Perhaps I hadn’t heard it or maybe I didn’t want to think or join in because after all my hand wasn’t even up.

So, I’d almost immediately respond with I don’t know even if after some thought I might have had an answer to contribute.

I never wanted to offeranything because on the occasions that I did, my hand would be up.

And so when I used to say I don’t know it just meant that I didn’t want to offer, join in or engage.


This phase of my life was around 10 years ago at a time where I found it incredibly difficult to use my voice.

These days I’m more commonly heard saying I’m not sure and I’m much more willing to contribute something and be wrong instead of saying nothing at all.

If you find yourself using I don’t know as a regular response ask yourself why because you might find that it could actually be replaced with the phrases ‘I don’t want to think’.

And if you don’t want to think then you might be a lazy person or you might be scared of being wrong.

Either way there’s something to work.

Don’t look back

…in anger (this has nothing to do with Oasis but I do love that song!).

You can spend your whole life working on improving aspects of your life. Imagine you’ve always struggled with your career and finding something that you like that pays enough that you can live a life you’re happy with you.
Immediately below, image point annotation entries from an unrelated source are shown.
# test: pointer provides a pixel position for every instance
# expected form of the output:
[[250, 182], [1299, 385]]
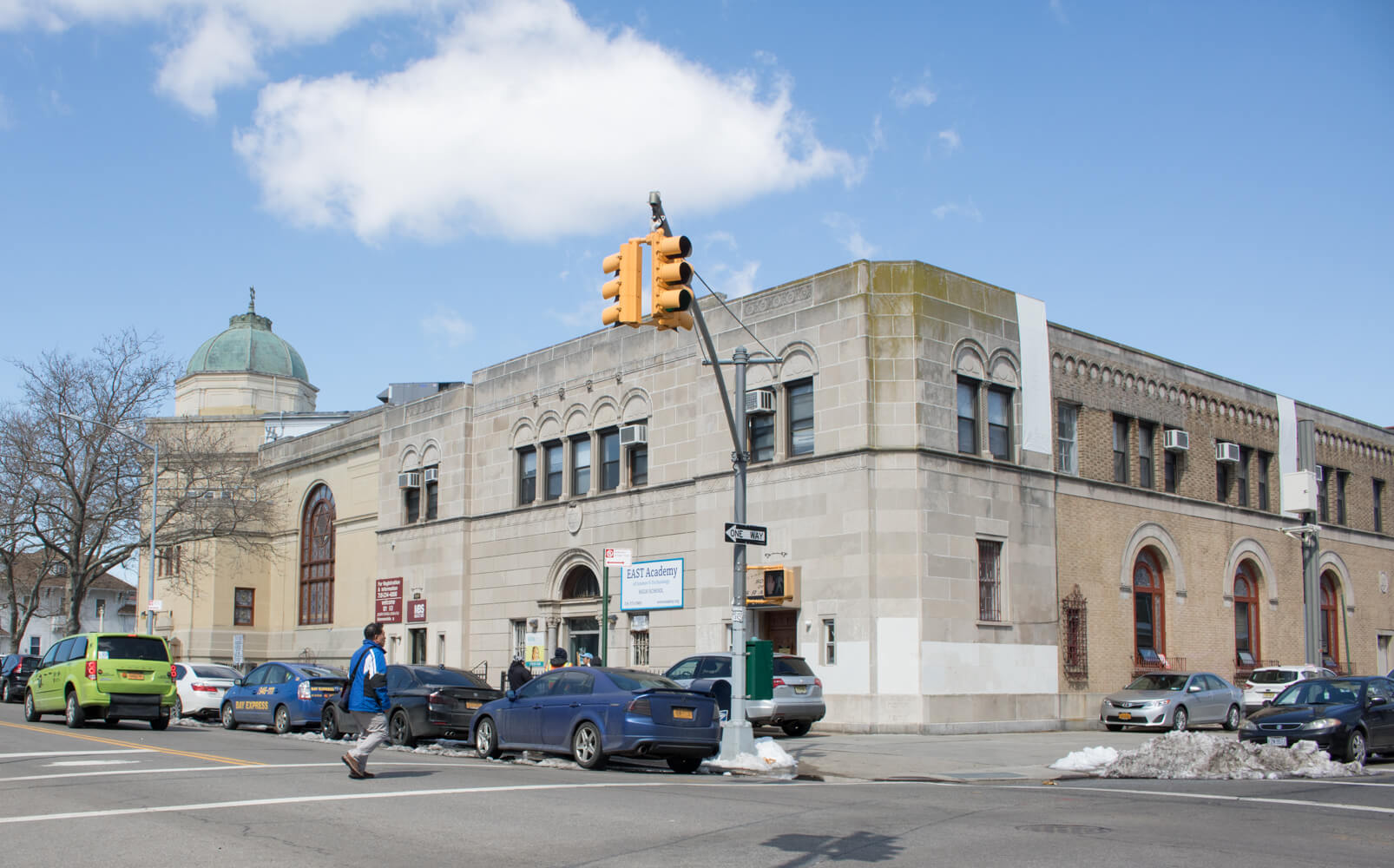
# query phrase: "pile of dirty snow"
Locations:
[[768, 760], [1203, 755]]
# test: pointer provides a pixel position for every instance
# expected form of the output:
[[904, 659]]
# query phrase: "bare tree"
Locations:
[[91, 510]]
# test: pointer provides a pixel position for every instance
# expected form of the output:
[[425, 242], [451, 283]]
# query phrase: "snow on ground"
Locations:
[[1192, 755]]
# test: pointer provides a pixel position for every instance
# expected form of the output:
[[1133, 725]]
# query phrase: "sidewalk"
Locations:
[[954, 758]]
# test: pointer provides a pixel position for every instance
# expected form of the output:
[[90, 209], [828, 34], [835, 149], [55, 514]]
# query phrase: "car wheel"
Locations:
[[487, 739], [1231, 720], [796, 727], [329, 723], [1355, 747], [586, 747], [1180, 720], [683, 766], [399, 729], [73, 715]]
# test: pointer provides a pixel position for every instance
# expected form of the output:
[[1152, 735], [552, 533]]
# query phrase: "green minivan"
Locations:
[[108, 676]]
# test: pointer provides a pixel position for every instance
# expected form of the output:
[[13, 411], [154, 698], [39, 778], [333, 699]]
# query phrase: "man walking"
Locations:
[[368, 698]]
Imagine you’ve spent years feeling unsatisfied moving from job to job.

Then all of sudden you find something that is everything you’ve always wanted and you’re finally happy doing what you do to earn a living.

But you’re also left with somewhat of a gaping hole in your heart where that struggle used to be.

Even though things have changed for the better, it feels as though something is missing because you’re lighter now.

What’s missing is the stress, anxiety, sleepless nights, worry and the struggle. Yet somehow you might find yourself longing for what once was.

Overcoming is a pretty big deal, acknowledge what you’ve accomplished and don’t look back on what once was.

 

 

Godin, sunk costs and making the right decision

In the process of making a difficult decision I turned to the words of Seth Godin for guidance. I found a few useful posts on sunk costs and it made me realise one of the things I needed to stop considering.

The past.

When making plans for the future if you do it based on past experiences that didn’t go to plan it taints your mind.

Decisions based on the past are too often made from a place of fear or include factors that have no bearing on the future unless you let them.

I think it’s useful to start by wiping your slate clean. Start with where you’re at right now and weigh up the pros and cons of both choices. And consider what you want and what your personal plans are not just what looks good on the outside.